The signature job-training program operated by the federal government, the one revered by politicians and policy wonks alike, is Trade Adjustment Assistance (TAA), one of the mixed legacies of the Kennedy administration. TAA, which provides job retraining and other benefits (extended unemployment compensation, a health-insurance subsidy, job-search assistance, temporary income support) for workers losing jobs due to foreign trade, was created as a sop to organized labor in exchange for supporting the Trade Expansion Act of 1962, major tariff-lowering legislation with significant job-loss potential.

According to Erika Kinetz, who recently examined the program for Harper's magazine, TAA fails to reach large numbers of affected workers -- those whose companies or unions neglect to apply on their behalf (a requirement), those whose petitions for aid are denied by the administering Labor Department (a shocking one-third of applications) and those whose lost white-collar jobs were already classified high-skilled.

The last-named are particularly problematic. TAA and other retraining programs are geared to preparing manufacturing workers possessing upgradeable skill levels for the "new" economy. Increasingly, however, it is highly trained service-sector workers -- computer programmers, medical radiologists, accountants, records processors, junior lawyers and paralegals -- who are falling through outsourcing's trap door. The Economic Policy Institute's Jared Bernstein, a critic of retraining, maintains the US is already awash in underutilized skilled workers; businesses are moving overseas, he says, not because of a skilled-labor shortage, but because of the pay differential between cheap offshore workers and better-paid Americans, a problem job retraining can't solve.

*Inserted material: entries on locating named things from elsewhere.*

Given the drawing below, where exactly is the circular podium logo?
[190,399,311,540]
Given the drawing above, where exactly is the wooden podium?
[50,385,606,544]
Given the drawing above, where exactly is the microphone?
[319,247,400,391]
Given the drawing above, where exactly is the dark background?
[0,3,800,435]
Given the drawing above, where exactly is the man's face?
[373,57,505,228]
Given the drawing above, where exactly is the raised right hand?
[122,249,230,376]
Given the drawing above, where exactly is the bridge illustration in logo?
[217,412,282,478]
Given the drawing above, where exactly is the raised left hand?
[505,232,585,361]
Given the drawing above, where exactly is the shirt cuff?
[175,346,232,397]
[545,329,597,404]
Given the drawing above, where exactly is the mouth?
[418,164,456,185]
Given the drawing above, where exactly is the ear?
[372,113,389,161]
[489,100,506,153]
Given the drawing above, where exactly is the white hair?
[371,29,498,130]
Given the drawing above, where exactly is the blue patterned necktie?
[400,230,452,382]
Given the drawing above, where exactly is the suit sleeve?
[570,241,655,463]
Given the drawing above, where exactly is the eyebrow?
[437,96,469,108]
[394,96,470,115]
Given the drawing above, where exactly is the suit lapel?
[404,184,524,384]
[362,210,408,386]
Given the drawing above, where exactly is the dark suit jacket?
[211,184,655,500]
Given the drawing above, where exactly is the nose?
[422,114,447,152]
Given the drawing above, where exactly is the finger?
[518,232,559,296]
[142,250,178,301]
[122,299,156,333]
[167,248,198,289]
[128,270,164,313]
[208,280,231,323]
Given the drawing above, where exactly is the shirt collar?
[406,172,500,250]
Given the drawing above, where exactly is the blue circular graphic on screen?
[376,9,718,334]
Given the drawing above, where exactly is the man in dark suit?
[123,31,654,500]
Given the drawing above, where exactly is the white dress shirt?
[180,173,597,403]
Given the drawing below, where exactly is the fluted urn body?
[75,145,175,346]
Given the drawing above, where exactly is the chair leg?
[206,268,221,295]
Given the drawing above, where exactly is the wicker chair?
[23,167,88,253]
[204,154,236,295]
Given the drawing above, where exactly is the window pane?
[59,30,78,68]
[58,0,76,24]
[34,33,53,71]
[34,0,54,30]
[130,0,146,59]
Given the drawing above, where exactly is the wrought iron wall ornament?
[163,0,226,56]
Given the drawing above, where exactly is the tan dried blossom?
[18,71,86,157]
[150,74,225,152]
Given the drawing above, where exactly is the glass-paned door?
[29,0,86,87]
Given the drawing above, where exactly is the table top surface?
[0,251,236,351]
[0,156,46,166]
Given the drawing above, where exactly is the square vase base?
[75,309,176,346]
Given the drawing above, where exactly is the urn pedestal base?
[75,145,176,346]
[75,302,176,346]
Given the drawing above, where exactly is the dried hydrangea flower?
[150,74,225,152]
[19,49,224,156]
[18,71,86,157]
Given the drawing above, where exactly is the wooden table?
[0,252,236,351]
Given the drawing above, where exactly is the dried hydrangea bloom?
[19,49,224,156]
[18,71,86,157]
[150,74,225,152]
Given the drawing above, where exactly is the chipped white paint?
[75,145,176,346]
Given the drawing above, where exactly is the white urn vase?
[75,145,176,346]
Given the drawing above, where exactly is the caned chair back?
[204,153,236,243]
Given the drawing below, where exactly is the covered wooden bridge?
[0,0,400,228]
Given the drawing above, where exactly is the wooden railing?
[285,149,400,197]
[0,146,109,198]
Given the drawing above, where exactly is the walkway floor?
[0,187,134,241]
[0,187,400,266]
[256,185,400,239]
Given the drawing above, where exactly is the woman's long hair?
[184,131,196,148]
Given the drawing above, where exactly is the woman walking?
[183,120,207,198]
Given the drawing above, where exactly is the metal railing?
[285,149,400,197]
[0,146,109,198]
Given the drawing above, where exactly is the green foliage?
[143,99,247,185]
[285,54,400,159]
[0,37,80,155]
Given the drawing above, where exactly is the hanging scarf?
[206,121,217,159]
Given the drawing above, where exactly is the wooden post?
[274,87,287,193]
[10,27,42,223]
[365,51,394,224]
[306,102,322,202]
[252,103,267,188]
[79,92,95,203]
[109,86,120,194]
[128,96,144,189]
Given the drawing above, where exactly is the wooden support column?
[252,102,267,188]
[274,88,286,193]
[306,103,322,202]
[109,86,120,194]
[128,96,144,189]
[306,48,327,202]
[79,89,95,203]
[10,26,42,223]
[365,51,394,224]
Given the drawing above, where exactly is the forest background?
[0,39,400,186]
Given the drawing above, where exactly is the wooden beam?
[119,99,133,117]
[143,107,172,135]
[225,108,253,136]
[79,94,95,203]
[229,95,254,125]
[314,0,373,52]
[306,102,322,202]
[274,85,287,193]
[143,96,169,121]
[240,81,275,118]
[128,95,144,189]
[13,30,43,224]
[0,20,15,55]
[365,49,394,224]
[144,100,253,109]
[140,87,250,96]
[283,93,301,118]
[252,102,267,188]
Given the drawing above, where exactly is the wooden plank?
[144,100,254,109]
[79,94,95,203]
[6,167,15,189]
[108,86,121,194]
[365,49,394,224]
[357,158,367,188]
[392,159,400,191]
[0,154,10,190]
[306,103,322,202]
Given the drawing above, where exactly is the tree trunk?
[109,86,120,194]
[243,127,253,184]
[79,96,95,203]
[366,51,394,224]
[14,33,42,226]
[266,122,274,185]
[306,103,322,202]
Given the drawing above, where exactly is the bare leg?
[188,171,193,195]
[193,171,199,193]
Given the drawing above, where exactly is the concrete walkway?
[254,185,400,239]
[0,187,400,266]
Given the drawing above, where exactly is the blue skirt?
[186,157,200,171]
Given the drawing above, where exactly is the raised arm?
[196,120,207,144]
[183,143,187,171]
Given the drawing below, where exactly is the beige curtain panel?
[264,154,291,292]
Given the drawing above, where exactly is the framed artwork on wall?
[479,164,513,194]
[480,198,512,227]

Retraining, then, is only a solution for onetime manufacturing workers of the "old" economy, and an imperfect solution at that. Labor Department statistics cited by Erika Kinetz and by Washington Post investigator Nell Henderson tell the story. Of those served by TAA in 2003, just 61% found jobs, and their new jobs paid an average of 28% less than the ones lost; the corresponding figures for 2004 were 63% and 26%. In certain states, the returns were worse. Reports the Post's Henderson, fewer than half of the North Carolina textile and furniture workers who completed TAA-funded programs from 1998 to 2003 subsequently found employment.

Nevertheless, TAA and similar retraining initiatives retain a solid base of establishment support. George W. Bush is a fan; he proposed a largely symbolic $250 million funding increase (miserly by Washington standards) during Campaign 2004 to help "fill the jobs of the 21st century."

Why the devoted lip service to such a marginally effective approach? University of Oregon economist Gordon Lafer, author of The Job Training Charade [Cornell, 2002], offers a likely answer: "It's highly symbolic. It's cheap. It's never highly funded ... Its function is to get the public off the politicians' and businesses' backs."

And, he might have added, it allows elected officials to avoid facing the issue of free trade squarely and reevaluating their consensus bugaboo, the cherished bogeyman of protectionism. In that, at least, it's been successful.

Wayne O'Leary is a writer in Orono, Maine.